Zu Beginn vielleicht einmal ein kurzer Blick auf das bisherige Geschehen: Münchens Oberbürgermeister Dieter Reiter (SPD) hat sich mit einem persönlichen Brief an die UEFA dafür eingesetzt, der gesamte Münchner Stadtrat stand hinter der Aktion, selbst Ministerpräsident Markus Söder sprach sich dafür aus: Am kommenden Mittwoch sollte das Münchner EM-Stadion, die Allianz-Arena, in Regenbogenfarben erstrahlen, während auf dem Rasen der Ball im letzten Vorrundenspiel Deutschland gegen Ungarn rollt. Es sollte ein deutliches Zeichen des Protests gegen die homo- und transfeindliche Haltung der rechtsnationalen Führung Ungarns sein, die kürzlich ein Gesetzespaket verabschiedet hat, das unter anderem die Informationsrechte von Jugendlichen in Hinblick auf Homosexualität und Transsexualität einschränkt.
Doch daraus wird nun offenbar nichts. Nach Informationen der Bild-Zeitung hätten sich die Europäische Fußball-Union und das EM-Organisationskomitee gestern Abend darauf verständigt. Man wolle die Allianz-Arena alternativ dafür zum Christopher Street Day am 28. Juni in den Regenbogenfarben erstrahlen lassen. Dann findet dort allerdings kein Spiel statt.
Passend dazu hatte die UEFA Untersuchungen gegen den Kapitän der deutschen Nationalmannschaft, Manuel Neuer, angestrengt, weil dieser in den Spielen gegen Frankreich und Portugal eine Kapitänsbinde in den Regenbogen-Farben trug und damit offenbar gegen das Regelwerk verstoßen hatte. Zwar ruderte die UEFA bereits am Sonntagabend wieder zurück und teilte dem Deutschen Fußballbund mit, dass die Untersuchung schon wieder eingestellt wurde. Doch die Begründung dafür kommt doch ein wenig halbherzig daher: Neuers bunte Armbinde sei ein „Zeichen der Mannschaft für Vielfalt und damit als ´good cause´ bewertet“.

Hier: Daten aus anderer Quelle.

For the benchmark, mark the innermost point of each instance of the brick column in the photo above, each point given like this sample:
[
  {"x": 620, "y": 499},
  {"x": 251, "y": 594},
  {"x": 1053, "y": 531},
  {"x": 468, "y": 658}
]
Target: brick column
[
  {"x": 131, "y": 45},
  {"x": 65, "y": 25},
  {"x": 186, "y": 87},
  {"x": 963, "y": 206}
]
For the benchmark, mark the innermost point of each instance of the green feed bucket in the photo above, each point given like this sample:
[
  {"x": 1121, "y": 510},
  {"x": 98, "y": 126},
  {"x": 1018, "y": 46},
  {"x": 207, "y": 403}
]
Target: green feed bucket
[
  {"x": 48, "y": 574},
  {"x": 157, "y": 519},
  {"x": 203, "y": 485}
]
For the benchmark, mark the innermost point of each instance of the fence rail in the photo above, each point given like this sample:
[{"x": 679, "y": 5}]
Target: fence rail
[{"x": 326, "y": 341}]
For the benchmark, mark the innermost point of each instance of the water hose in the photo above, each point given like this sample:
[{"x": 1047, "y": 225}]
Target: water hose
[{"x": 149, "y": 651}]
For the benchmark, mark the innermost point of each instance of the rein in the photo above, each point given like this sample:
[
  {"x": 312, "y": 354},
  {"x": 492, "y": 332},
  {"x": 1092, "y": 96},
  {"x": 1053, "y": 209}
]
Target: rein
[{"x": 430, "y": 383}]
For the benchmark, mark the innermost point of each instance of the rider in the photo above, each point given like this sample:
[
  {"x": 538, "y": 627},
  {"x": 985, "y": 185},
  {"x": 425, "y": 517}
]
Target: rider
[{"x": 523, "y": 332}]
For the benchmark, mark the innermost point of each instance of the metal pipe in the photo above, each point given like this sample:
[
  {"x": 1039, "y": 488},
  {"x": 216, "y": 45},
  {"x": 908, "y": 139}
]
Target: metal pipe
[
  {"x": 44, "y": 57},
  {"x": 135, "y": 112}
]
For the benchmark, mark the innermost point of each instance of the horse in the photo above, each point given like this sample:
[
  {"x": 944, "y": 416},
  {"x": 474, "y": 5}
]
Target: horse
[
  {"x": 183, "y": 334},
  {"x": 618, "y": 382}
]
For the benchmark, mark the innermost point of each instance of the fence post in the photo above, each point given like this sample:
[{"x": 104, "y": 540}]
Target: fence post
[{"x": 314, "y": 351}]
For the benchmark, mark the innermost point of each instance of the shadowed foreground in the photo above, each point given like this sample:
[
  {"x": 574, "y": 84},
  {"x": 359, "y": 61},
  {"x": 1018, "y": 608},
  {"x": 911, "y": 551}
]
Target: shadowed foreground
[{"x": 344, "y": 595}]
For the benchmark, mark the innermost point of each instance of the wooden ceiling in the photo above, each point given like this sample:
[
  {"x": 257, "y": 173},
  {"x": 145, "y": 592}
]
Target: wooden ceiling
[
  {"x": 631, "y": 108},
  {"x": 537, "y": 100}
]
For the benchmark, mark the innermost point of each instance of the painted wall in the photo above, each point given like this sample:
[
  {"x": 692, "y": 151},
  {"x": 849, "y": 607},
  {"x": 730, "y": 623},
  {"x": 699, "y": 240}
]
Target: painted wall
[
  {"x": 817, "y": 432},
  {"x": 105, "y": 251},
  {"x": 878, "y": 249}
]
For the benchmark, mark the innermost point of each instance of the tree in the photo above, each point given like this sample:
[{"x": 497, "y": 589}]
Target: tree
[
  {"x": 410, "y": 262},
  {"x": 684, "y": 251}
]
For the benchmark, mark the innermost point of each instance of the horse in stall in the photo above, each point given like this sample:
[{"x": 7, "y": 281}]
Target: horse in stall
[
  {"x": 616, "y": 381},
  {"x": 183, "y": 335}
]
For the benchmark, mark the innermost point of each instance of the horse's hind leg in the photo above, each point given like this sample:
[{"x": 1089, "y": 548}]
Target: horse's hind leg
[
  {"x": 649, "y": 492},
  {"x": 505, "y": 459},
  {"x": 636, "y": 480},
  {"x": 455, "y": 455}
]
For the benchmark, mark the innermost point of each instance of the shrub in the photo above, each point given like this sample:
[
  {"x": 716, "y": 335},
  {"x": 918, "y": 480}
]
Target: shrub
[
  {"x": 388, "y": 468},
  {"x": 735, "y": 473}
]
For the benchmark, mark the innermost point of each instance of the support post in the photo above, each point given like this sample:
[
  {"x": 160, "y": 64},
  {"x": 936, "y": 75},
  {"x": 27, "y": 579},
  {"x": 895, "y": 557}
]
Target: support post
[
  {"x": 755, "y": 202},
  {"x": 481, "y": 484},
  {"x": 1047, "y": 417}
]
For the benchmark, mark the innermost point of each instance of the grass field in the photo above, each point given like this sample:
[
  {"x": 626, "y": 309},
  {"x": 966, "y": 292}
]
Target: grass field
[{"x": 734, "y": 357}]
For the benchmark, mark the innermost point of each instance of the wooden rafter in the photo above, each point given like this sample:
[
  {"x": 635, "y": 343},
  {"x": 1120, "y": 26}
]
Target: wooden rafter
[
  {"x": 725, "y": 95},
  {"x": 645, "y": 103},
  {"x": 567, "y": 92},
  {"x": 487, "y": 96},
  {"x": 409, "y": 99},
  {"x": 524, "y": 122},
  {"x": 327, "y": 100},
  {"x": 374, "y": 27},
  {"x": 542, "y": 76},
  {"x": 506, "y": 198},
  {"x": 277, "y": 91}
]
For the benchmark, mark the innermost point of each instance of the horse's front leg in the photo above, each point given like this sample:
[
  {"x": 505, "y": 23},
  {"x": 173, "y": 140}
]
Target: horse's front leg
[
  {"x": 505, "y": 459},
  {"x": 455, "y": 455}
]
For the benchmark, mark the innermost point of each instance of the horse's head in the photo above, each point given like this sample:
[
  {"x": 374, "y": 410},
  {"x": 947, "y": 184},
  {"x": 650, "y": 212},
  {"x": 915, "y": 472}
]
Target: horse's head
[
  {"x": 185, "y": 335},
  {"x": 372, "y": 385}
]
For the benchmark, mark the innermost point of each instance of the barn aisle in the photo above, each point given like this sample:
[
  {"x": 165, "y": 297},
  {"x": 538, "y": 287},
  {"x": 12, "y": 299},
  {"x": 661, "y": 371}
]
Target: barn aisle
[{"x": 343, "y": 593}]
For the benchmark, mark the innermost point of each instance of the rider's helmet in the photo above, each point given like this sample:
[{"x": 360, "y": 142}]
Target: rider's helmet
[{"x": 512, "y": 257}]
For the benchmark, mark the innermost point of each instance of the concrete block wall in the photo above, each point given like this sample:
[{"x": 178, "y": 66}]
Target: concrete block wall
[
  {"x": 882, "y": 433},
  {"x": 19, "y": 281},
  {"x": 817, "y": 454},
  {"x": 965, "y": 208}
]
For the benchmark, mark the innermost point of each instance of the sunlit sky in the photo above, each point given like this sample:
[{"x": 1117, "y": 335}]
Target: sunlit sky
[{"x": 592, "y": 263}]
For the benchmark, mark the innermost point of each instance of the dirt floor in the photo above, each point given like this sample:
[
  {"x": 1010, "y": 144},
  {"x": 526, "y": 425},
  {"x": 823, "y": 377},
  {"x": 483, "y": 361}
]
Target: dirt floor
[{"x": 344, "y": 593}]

Ehrlich, was sind das für Zeichen. Ein weltweiter Sport, der wie kein anderer eine Durchschlagskraft hat, ein Zeichen für Offenheit, Vielfalt und Toleranz zu setzen, versteckt sich hinter Regelwerken und Designvorgaben. Und das, obwohl es in der Mitte der weltweiten Spieler doch eine große – wenn auch inoffizielle – LGBTQ+ – Community gibt. Wie kann man da gleichzeitig eine Kampagne starten, die den Titel „Equal Games“ trägt und für Diversität, Vielfalt und Toleranz steht?
Ich persönlich stoße hier ein wenig an meine Grenzen der Nachvollziehbarkeit und würde der UEFA eine gewisse Scheinheiligkeit unterstellen, zumal ihm eine gewisse Nähe zu Viktor Orbán, dem Ministerpräsidenten Ungarns, nachgesagt wird. Seit seinem Amtsantritt 2010 pumpt er mehrere Milliarden in den Fußball und betreibt eine Art „Football First“-Politik – wie man hört. Allerdings betrifft die Unterstellung der Scheinheiligkeit auch nur den Verband, denn tatsächlich gibt es für mich ein stilles Leuchten in der Diskussion, das ein deutliches Zeichen setzt: Im Spiel gegen Ungarn will Manuel Neuer erneut die Kapitänsbinde in Regenbogenfarben tragen – als Protest gegen die homo- und transfeindliche Haltung der rechtsnationalen Führung Ungarns. Und die komplette deutsche Nationalmannschaft steht hinter ihm.